Riyad Mahrez? He’s an example!”

goes the mantra in Sarcelles, a north Parisian housing project where strings of high-rise blocks were built in the 1950s and 1960s primarily to accommodate French settlers from Algeria.

It was in this town 16km (10 miles) north of Paris that the Algerian international was born and raised, and the Premier League winner with Leicester who will be one of the stars of the upcoming African Cup of Nations continues to inspire. At AAS Sarcelles, Mahrez’s first club, the young wannabe footballers all seem to favour their left feet, like their idol, now 25.

On one of the football pitches belonging to the multi-faceted Sarcelles sports club, the regional under-16 team fight to talk about Mahrez, and the praise is, unsurprisingly, high.

Sekou and Yanis, naturally left-sided attacking midfielders, express their admiration for the path trodden by a player long ignored as a youth because of what was deemed a puny physique.

Mahrez stagnated in Sarcelles’ second or third teams, plying his trade in the wider Paris region until he was 18 before touching down in England five years later, after spells at Quimper and Le Havre.
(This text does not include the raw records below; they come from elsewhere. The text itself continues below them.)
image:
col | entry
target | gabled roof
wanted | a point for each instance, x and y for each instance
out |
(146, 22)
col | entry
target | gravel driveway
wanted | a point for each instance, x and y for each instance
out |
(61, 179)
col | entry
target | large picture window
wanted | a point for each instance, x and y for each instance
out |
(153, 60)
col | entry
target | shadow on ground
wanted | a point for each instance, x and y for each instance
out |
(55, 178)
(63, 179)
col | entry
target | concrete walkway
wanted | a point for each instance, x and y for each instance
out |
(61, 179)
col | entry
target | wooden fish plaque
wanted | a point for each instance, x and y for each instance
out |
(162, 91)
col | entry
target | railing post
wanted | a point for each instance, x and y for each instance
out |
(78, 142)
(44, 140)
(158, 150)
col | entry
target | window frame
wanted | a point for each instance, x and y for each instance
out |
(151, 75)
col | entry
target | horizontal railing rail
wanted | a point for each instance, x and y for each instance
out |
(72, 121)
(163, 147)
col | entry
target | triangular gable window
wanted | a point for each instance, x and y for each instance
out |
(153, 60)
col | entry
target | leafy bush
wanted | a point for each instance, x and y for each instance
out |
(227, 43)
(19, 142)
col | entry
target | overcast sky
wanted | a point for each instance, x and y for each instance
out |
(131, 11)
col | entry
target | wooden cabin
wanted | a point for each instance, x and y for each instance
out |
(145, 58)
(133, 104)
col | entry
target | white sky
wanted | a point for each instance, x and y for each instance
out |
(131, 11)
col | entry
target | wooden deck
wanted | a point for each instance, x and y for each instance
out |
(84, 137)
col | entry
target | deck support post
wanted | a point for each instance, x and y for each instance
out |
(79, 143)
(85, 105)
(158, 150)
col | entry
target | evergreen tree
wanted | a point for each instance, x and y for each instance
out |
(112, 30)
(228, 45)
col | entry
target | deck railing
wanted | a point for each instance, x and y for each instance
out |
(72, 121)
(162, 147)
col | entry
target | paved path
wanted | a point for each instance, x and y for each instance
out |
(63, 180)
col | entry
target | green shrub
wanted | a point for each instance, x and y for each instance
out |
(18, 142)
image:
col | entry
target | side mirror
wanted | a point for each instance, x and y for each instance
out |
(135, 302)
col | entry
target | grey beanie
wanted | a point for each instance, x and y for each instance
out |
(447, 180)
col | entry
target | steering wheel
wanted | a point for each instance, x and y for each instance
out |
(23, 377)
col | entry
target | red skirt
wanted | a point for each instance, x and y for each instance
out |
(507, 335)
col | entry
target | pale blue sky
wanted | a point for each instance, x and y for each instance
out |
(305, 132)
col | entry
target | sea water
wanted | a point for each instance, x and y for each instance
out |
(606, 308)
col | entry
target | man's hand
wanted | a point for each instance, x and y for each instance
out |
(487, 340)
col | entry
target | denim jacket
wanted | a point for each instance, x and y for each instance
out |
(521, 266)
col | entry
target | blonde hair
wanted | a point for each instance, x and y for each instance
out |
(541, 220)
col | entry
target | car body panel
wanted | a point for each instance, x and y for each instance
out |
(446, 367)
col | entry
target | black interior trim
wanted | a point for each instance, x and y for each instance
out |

Mohamed, yet another ‘leftie’, speaks of the ‘street’ style Mahrez has maintained despite going professional.

“When he’s in front of a player, you know he’s going to skin him,” he said.

“It’s his speciality and I love it! Imagine you’re facing a defender, you do a step-over, change direction and he falls: the crowd goes nuts! It’s too cool.”

Faysal Abdelwahbi, 23, a childhood friend of Mahrez’s, was adamant that “everything started here”.

“All the things he does to defenders in England, we were on the receiving end right back in the beginning.

“That step-over dribble against Manchester United, sending (Chelsea’sCesar) Azpilicueta the wrong way, or really taking (Martin) Demichelis to the cleaners…” he reminisced to general hilarity.